Отец Пенни кричит ей из дверей:
– Пенни! Покажи ему отрывок из книги!
(Пении поворачивается к нему.)
– Я как раз собиралась! Папа, иди внутрь! (Вздыхает.) Уф-ф. Извините.
– Никаких проблем. Так у тебя есть для меня какой-то текст?
– Да, отрывок из «Подводного течения», который Мири читала на собрании. (Вынимает из блокнота несколько сложенных листков, разворачивает их.) Папа сделал ксерокс. Он подумал, вам будет интересно.
– Конечно, очень интересно. Спасибо, это здорово. (Показывает листки в камеру.)
Слоан Кеттеринг называет палату «химиотерапевтическим люксом», как будто это что-то роскошное. Можно подумать, это ВИП-ложа для рака. В устах Слоан слово «люкс» означает: «Эй, ты в полной жопе, зато здесь есть кожаное кресло и телевизор с плоским экраном».

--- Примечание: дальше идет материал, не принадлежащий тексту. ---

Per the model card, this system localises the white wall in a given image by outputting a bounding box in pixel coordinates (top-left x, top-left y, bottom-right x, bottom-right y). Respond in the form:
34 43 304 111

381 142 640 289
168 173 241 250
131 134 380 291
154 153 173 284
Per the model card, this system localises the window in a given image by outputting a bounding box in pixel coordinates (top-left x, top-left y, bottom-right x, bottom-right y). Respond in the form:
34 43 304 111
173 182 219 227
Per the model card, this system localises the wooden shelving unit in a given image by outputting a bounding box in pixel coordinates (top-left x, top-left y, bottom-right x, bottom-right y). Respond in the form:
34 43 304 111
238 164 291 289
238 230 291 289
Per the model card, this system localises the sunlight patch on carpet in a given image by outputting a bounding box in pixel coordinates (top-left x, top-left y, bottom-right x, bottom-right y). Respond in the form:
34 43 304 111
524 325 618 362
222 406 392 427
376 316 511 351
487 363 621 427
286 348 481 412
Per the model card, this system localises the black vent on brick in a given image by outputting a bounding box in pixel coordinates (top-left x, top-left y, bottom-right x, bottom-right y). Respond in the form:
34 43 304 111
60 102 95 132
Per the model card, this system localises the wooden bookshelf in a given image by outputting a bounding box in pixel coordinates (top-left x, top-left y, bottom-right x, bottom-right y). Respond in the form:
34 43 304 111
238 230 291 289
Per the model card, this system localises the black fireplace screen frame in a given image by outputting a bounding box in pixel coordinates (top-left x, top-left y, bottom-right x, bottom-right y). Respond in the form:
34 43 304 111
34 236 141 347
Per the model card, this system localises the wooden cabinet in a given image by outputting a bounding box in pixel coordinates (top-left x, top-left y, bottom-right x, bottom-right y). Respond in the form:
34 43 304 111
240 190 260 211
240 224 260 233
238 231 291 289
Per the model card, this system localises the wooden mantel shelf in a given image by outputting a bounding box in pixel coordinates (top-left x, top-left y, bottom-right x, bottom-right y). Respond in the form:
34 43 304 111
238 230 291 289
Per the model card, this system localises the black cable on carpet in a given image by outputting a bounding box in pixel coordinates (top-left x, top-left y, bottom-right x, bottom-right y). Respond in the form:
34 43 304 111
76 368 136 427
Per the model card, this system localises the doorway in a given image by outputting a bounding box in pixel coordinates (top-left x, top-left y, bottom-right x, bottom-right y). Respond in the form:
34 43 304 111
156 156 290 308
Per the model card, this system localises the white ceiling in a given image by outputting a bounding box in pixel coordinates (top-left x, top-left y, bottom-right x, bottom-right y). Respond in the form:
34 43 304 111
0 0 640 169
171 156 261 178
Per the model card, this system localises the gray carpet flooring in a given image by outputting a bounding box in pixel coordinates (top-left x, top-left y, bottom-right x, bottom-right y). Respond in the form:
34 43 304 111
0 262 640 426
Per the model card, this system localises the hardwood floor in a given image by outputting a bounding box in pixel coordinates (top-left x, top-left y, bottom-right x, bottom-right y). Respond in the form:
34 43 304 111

Мама, не отрываясь от экрана, смотрит свои любимые комедии и запивает их коктейлем из лекарств. Говорит, единственный способ держаться для нее – следить за знакомыми сюжетами, смеяться знакомым шуткам, видеть знакомые лица. Ситкомы – мамина духовная пища, особенно сейчас, когда она уже почти не интересуется пищей телесной. Сама я не фанатка ситкомов. Актеры переигрывают. Смех за кадром раздражает. Родители преувеличенно интересуются жизнью детей – усаживаются на край кровати, чтобы поговорить по душам, ругаются с тренером, бегая по краю футбольного поля, или делают с детьми парашют для яйца[40]. На этот раз мама просит меня выбрать комедию, и я выбираю «Фрейзер»[41] – единственный сериал, который хоть как-то терплю, потому что он не такой тупой и там нет шаблонной семейки из пригорода.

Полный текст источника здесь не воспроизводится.